Optical fibres made of silica glass have been the transmission medium for a high-speed optical communications market estimated to be worth $40bn globally.
All-silicon optical transmitter operates at 100Gbps
The performance of optical fibres is negatively impacted by attenuation – the scattering of light inside the glass – that causes a loss in transmitted power. According to the University, this power loss limits the performance of applications requiring shorter wavelengths.
In this new study, published in Nature Communications, researchers from Southampton University have demonstrated that guiding light through air-filled fibres offers a potential way to overcome this problem.
A team from the University’s Optoelectronics Research Centre (ORC) are said to have created three different hollow core fibres, with losses comparable or lower than that achieved in solid glass fibres around technologically relevant wavelengths of 660, 850, and 1060 nanometres. The lower attenuation, in a fibre that guides light through air, offers the potential for advances in quantum communications, data transmission, and laser power delivery.
In a statement, ORC’s Professor Francesco Poletti said: “Many alternative glass types and waveguide technologies have been investigated since the 1970s to try to solve this problem, all to no avail.”
“Our findings show that hollow core fibres have the potential to outperform the current optical fibres at various wavelengths used in optical technology today. Not only do they have lower attenuation, they can also withstand higher laser intensities, such as those needed to melt rocks and drill oil wells, as well as produce more efficient lasers for manufacturing.”

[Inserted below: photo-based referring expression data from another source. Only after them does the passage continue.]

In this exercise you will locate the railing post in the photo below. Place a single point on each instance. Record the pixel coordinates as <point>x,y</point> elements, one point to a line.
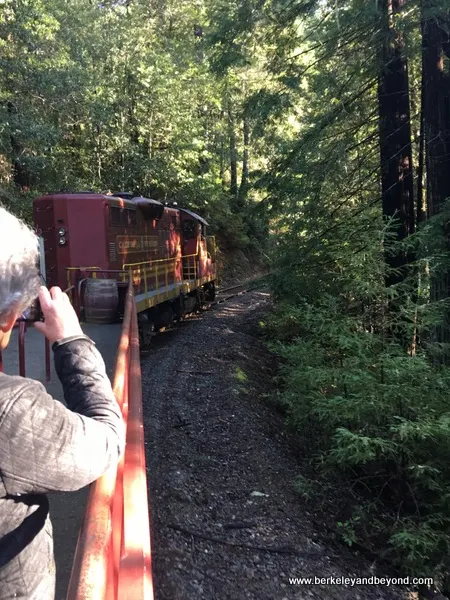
<point>22,326</point>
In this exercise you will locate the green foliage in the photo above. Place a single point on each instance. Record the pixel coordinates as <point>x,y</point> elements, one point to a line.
<point>120,96</point>
<point>368,411</point>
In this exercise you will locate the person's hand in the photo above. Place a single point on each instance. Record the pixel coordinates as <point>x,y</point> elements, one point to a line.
<point>61,320</point>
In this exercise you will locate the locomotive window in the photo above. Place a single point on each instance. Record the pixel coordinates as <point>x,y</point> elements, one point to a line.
<point>189,230</point>
<point>120,217</point>
<point>131,218</point>
<point>115,216</point>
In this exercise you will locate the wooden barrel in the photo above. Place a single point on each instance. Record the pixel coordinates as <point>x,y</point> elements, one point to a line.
<point>101,300</point>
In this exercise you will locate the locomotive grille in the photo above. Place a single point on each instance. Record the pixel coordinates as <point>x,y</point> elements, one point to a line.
<point>112,252</point>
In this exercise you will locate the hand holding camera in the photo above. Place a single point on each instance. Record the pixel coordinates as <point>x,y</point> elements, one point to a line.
<point>61,320</point>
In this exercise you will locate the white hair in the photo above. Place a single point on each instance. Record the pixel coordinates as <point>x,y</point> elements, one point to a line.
<point>19,273</point>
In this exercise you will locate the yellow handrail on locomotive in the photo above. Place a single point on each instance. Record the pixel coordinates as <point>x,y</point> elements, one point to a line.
<point>191,269</point>
<point>93,269</point>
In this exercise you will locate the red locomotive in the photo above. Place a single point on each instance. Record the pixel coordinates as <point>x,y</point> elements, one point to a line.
<point>96,242</point>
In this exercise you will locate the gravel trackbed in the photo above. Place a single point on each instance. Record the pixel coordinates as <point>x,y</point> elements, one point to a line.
<point>226,521</point>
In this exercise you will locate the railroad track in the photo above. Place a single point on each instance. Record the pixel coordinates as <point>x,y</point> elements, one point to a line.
<point>223,295</point>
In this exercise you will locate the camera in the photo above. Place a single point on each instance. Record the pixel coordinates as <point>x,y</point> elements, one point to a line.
<point>33,313</point>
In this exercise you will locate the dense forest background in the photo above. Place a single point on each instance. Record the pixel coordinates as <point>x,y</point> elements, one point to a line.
<point>315,134</point>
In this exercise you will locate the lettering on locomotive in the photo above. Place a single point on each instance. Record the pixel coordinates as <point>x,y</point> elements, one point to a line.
<point>136,243</point>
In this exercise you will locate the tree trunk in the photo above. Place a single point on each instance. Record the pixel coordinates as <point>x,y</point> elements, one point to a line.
<point>436,75</point>
<point>395,140</point>
<point>233,151</point>
<point>244,179</point>
<point>436,52</point>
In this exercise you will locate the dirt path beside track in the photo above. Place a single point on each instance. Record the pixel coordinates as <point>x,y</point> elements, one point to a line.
<point>226,522</point>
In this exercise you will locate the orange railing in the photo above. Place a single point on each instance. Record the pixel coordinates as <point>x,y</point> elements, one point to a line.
<point>113,559</point>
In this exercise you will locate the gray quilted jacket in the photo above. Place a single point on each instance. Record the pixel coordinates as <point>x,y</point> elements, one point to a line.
<point>46,447</point>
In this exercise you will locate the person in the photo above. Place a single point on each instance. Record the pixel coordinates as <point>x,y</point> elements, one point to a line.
<point>44,445</point>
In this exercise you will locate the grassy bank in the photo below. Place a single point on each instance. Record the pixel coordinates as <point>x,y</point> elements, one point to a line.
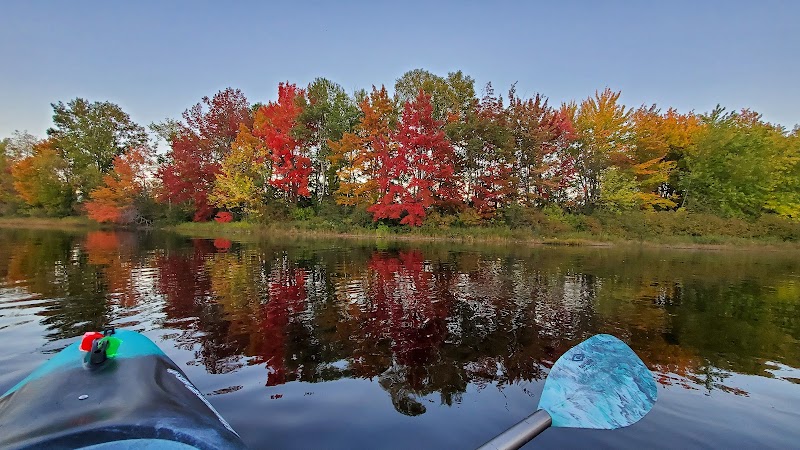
<point>49,223</point>
<point>661,230</point>
<point>666,229</point>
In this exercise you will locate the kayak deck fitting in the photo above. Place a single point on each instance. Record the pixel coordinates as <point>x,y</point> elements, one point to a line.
<point>111,390</point>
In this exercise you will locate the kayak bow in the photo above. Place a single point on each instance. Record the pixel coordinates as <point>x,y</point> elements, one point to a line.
<point>111,390</point>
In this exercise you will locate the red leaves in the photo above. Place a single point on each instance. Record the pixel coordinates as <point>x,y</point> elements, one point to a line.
<point>223,217</point>
<point>202,141</point>
<point>291,165</point>
<point>418,172</point>
<point>114,201</point>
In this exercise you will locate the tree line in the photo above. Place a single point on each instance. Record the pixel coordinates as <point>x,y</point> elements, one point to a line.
<point>436,147</point>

Professor Poletti added that the hollow core fibres can also transmit undistorted laser pulses with peak power levels so high that they would be unusable if transmitted by standard glass fibres, and preserve the polarisation of light needed to produce more accurate sensors and imaging endoscopes.
The fibres developed and reported in the paper are the result of over ten years research by the ORC in developing Nested Antiresonant Nodeless Fibres (NANFs), special types of hollow core fibres that confine light in the central void thanks to thin glass membranes surrounding the core.
Their first fibres had attenuations of 5dB (30 per cent of light transmission), for every metre of fibre. New physical understanding with contributions from the worldwide community, and substantial development in fabrication technology led by the Southampton team, have now led one of the fibres reported in this study to improve this by a factor of 10,000 by achieving an attenuation of 5 dB every 10km.
“The technology we are developing has the potential to underpin the development of faster datacentres with shorter delays for the end-user, more accurate gyroscopes for interplanetary missions, more efficient laser-based manufacturing, to name but a few,” said Professor Poletti.
Southampton University team is continuing to work on improving the optical performance of these fibres, while producing longer lengths at a lower cost.
ORC director, Professor Sir David Payne, said: “The transmission capacity of optical fibres is so large that we never thought we’d reach the point where we would use it all up. But in the last five to ten years, we’ve realised that we’re now close to doing just that and the impact of COVID-19 has accelerated this further. This means that no longer can we tweak conventional fibres to mine more capacity but must resort to the sledgehammer approach of installing huge numbers of new fibre cables. This is possible but drives up costs.
“A faster, more reliable internet with larger bandwidth will help us sustain our current levels of online work and socialising and also enable us to take this further in areas like 3D video conferencing and virtual reality.”